How to retrieve data from web?

T

tanilov

Hi all,
I need to do a macro to retrieve data from web and populate a sheet.

After some searches, I found that webquery could be the answer.
So, from Data->Import External Data->New Query, I browse to the page
with interested data, select the table I need and import data. It looks
so easy... but I have a new problem: to access page, first I have to
login into a different page :-(
So... I cannot use the webquery (can I?) :'(

Googling I found some posts with similar problem, where people suggets
to do something like below:

Set ie = CreateObject("InternetExplorer.Application")

With ie
.Visible = True
' Go to DDTS page
.Navigate "http://www.address.com/login"

' Loop until the page is fully loaded
Do Until .ReadyState = 4
DoEvents
Loop

' Make the desired selections on the web page and click the submit
Button
Set ipf = ie.document.all.Item("username")

ipf.Value = "user"
Set ipf = ie.document.all.Item("password")
ipf.Value = "pwd"

Set ipf = ie.document.all.Item(".save")

Set ipf = ie.document.all.Item("login_form")
ipf.Submit

' Loop until the page is fully loaded
Do Until .ReadyState = 4
DoEvents
Loop


..Navigate "http://www.address.com/member/page"
Do Until .ReadyState = 4
DoEvents
Loop


With this code, I can access to the page I need, but now I don't know
how to copy the data I need.

This page has 2 frames, and I need to copy data in a table present in
one of these frames.

Could you please tell me what to do next?

Thanks a lot,
tanilo
 
C

Chris Marlow

Tanilo,

I'd take a slightly different track.

Look up the libraries;
Microsoft WinHTTP Services
Microsoft HTML Object Library

I've posted some code in the last couple of days that utilises these. I
believe it is possible to maintain security permissions accross GET/POST
requests to the server, although I've only done that once & the login was
posting a simple (unencrypted) header.

Regards,

Chris.
 
T

tanilov

Chris Marlow ha scritto:
Look up the libraries;
Microsoft WinHTTP Services
Microsoft HTML Object Library

Hi Chris,
thanks for your hints. This is the code I wrote:

Dim WinHttpReq As WinHttp.WinHttpRequest

HOST = "http://www.address.com"
LOGIN = "/login"
DEST = "/member/page"

' Create an instance of the WinHTTPRequest ActiveX object.
Set WinHttpReq = New WinHttpRequest


' Login to DDTS
PostData = "username=user"
PostData = PostData & "&password=pwd"
' Assemble an HTTP Request.
WinHttpReq.Open "POST", HOST & LOGIN

WinHttpReq.SetRequestHeader "Content-Type",
"application/x-www-form-urlencoded"

' Send the HTTP Request.
WinHttpReq.Send PostData

'Start Query
PostData = PostData & "&ACTION=Download+CSV"
PostData = PostData & "&personalQuery=webQuery"
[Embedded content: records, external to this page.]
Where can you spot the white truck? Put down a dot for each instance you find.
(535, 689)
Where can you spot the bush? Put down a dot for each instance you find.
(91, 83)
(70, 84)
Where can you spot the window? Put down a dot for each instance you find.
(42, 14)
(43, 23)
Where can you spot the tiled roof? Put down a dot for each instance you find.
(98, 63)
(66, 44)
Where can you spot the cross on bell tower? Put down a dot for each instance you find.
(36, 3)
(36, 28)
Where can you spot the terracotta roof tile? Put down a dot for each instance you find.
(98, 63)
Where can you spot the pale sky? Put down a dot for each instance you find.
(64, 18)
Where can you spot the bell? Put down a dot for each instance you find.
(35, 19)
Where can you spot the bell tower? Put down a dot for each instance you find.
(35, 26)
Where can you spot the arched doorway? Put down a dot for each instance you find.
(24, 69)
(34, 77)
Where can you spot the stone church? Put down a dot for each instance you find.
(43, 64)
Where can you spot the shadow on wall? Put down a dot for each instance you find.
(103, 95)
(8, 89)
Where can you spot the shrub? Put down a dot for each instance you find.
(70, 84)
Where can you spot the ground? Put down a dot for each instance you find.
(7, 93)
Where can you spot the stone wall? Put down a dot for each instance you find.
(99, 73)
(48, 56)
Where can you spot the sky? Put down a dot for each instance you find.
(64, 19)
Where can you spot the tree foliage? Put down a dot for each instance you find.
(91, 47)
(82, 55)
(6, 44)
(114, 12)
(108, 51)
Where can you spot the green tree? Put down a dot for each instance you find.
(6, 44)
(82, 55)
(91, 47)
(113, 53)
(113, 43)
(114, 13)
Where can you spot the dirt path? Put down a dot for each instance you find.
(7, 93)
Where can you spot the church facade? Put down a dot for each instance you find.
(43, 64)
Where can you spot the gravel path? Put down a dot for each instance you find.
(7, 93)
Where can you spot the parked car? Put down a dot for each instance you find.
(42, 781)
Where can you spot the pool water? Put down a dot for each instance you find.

WinHttpReq.Open "GET", HOST & DEST & "?" & PostData

WinHttpReq.Send


' Put status and content type into your workbook Column 1, row 2
and 3
csv_file = WinHttpReq.ResponseText

With this code I have in csv_file, the data I need... but I don't know
how to populate the sheet now :( In all posts I found, people works
with csv file, and not with a variable containing the data. In my case,
query can returns several data... could this generate an 'Out of
Memory' error?

If I send 'ACTION=HTML' I receive a web-page with two frame, and in one
of these frame there is a table with data I need (same as cvs).

Thanks again,
Tanilo
 
C

Chris Marlow

Tanilo,

No worries. I think your 'csv_file' is actually html -

Add the follwing dim's

Dim objHTMLDoc As Object
Dim objEleTables As MSHTML.IHTMLElementCollection
Dim objEleRows As MSHTML.IHTMLElementCollection
Dim objHTMLRow As MSHTML.HTMLTableCell
Dim objEleCells As MSHTML.IHTMLElementCollection
Dim objHTMLCell As MSHTML.HTMLTableCell
Dim objHTMLTable As MSHTML.HTMLTable

Then;

Set objHTMLDoc = New MSHTML.HTMLDocument
objHTMLDoc.write objWinHTTP.ResponseText

Populates objHTMLDoc (which has to be late bound for some reason that
escapes me)

To get the tables in the HTML you would then use;

'Get the collection of tables in the HTML
Set objEleTables = objHTMLDoc.body.getElementsByTagName("table")

To get a table from this;

'Get the first table in the output
Set objHTMLTable = objEleTables(0)

'body of table
Set objEleRows = objHTMLTable.getElementsByTagName("tr")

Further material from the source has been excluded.